От бешеного напора охранники робели, страшась и пропустить незваного гостя в терем, и вступить с ним в схватку.
– Ступай себе с Богом, – грозя зазубренной совней, уговаривал казака дедок с взлохмаченной бородой и совиными бровями. – Чего как нехристь ломишься посреди ночи? Придешь спозаранок, тодысь и потолкуем.
– Хрену старому башку саблею скачу, да и пойду с ней толковать! – Василько размахнулся и одним ударом обезоружил деда. – Последний раз говорю: веди к Строганову!
– Василько! Ну, охлынь! – расталкивая охрану, подошел к дверям Григорий Аникиевич. – Здесь я, сказывай про дело!
Василько спрятал саблю в ножны и, посмотрев на защитников терема, хмыкнул:
– Погодь, вшивота мохноногая…
Перевел дух, пытаясь совладать с клокочущей яростью:
– Беда… Данилу спортили! Белуха его сморила, извела вконец старая карга!
– Как это спортили? – опешил Строганов.
– Как да как… – Казак ругнулся и рубанул рукою по воздуху. – С вечора лежит, ни шелохнется, ни жив, ни мертв, очи-то в глазницах закатаны, а сам чуть дышит… Ясно дело, бесова ведьма напроказила!

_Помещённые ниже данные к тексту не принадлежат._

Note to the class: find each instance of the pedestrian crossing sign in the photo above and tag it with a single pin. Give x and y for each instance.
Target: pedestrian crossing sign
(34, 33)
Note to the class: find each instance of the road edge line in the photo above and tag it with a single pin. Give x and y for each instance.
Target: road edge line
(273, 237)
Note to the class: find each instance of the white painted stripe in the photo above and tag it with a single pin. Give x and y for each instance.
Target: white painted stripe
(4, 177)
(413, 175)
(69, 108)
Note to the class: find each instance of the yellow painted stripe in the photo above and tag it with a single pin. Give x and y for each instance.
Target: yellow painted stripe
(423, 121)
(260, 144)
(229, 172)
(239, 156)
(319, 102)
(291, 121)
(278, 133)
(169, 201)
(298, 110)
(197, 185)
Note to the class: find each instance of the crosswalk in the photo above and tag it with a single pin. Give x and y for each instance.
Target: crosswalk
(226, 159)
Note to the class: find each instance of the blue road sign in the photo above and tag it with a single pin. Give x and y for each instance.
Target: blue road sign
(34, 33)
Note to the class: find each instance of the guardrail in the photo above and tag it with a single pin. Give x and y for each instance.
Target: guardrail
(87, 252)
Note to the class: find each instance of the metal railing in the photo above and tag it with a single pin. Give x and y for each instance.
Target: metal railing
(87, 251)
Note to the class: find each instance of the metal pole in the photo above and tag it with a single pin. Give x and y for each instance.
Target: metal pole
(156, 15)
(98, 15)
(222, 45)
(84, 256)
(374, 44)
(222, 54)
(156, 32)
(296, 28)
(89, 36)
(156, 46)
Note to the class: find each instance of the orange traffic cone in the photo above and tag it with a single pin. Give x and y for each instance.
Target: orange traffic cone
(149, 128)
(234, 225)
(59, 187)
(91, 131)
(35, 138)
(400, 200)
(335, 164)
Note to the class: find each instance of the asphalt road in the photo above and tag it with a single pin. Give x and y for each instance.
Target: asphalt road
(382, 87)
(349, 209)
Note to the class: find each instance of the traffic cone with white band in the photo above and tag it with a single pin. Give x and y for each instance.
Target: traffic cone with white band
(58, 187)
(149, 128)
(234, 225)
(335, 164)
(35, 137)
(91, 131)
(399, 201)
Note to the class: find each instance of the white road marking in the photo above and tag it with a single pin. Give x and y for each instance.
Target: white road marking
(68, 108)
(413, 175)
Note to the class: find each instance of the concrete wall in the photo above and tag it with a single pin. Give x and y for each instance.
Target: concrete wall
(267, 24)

– Почто на Белуху грешишь? Али дознался?
– Да пытнул малость кочережкою, она быстрехонько призналася! Ведьминскую куклу отдала и где зелие схоронено, показала… – Василько вытащил из-за пазухи завернутую в тряпицу маленькую фигурку. – Подивись, Аникиевич, на что гораздо бесово племя!
Колдовская кукла была скатана из соломы, волчьей шерсти и сала, перевязана красною нитью и сверху донизу насажана на обоженную в огне щепку.
Повертев фигурку перед глазами, Григорий Аникиевич заметил замешанные в нее хлебные крохи, человеческие волосы и даже маленькие рыбьи кости.
– Оттого Карий горит да сохнет, что ведьминой щепой пригвожжен! – Василько указал перстом на деревяшку. – Только тащить за нее не моги, не то помрет атаман…
– Как же изловчилася такого мужика сгубить?
– Да как медведь в лесу дуги гнет! – Не сдержавшись, казак выругался, но принялся пояснять: – Недоедый Данилою хлеб воровал, да с лягушачьими кичками замешивала. Метлою следы вынимала, потом ветки в печи томила. Опосля из хлебного мякиша, зольцы, волчьего сала да тайного заговора и мякала ведьмину куклу… Стало быть, как Господь лепил из праха Адама, так карга сбогохулила чертова вольта…
«Силен враг…» – Строганов задумчиво повертел в руках незатейливую, но смертоносную куклу.
– Ни нож Карего не брал, ни пуля, да одолела чертова бабуля… – Григорий Аникиевич с удивлением оглядел ставшую бесполезной охрану. – Воистину сказано: где бес не сможет, туда бабу пошлет!